You can pay down charged off accounts, or negotiate a settlement with your lender or the collection agency. When you do this, the credit bureaus update your credit report to show the debt has been paid. Unfortunately, the charge off remains on your report as "paid" or "settled" for up to seven years. The fact that you've settled it should boost your credit score but it doesn't erase details of the charge off from your credit report. You can't remove a legitimately reported
charge off, you just have to wait it out.
Lenders and credit bureaus sometimes make mistakes. Under the Fair Credit Reporting Act, credit bureaus must remove erroneous charge offs from your account. However, it's your responsibility to monitor your report and to begin the removal process. You must clearly identify the disputed accounts and explain why the information is inaccurate. For example, you could provide receipts to show that all your payments were made on time. Aside from disputing the information, you must ask the credit bureau to remove the charge off from your report.

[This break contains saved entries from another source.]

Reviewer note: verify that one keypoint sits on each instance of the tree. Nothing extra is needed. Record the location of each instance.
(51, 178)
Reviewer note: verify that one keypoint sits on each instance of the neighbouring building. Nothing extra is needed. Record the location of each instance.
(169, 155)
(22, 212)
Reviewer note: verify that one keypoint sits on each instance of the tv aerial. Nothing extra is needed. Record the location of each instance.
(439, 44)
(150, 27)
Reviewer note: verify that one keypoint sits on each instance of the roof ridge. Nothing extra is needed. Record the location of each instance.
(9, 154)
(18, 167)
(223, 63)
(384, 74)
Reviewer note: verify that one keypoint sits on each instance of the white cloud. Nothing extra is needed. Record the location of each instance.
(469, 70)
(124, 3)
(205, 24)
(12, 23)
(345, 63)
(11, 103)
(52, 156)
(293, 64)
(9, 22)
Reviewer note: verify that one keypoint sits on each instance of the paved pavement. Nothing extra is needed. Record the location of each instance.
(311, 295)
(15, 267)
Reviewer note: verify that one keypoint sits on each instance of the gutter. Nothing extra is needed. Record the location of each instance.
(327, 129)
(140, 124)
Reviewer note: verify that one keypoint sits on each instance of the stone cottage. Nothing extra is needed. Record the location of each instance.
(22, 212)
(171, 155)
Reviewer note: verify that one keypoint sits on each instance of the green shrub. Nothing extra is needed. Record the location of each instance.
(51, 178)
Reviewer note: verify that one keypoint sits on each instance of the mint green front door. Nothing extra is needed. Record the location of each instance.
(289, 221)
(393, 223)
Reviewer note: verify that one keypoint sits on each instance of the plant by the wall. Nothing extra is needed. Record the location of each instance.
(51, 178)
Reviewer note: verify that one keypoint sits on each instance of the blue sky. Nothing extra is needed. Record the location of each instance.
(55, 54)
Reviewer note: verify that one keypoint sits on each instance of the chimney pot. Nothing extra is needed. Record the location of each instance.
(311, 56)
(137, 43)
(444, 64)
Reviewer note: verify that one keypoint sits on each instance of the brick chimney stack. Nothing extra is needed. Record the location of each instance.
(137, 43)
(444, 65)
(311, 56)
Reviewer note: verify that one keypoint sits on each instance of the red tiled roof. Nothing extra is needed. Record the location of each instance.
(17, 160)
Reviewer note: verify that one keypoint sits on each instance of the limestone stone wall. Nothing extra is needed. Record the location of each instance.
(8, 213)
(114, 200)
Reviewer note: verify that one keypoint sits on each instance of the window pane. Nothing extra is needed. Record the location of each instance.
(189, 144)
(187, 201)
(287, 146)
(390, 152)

All three of the major credit bureaus: Equifax, Experian, and TransUnion accept credit disputes online. The latter two also accept disputes via mail. It generally takes about 30 days to receive a response. You can try to expedite the process by simultaneously disputing the account with the lender or collection agency in question. Credit bureaus are compelled to address disputes unless they are "frivolous" or without merit. The more supporting documentation you provide, the better. In many states, you're entitled to a free credit report once a dispute has been resolved. As a best practice, you should regularly review your credit report so you can quickly rectify errors and omissions.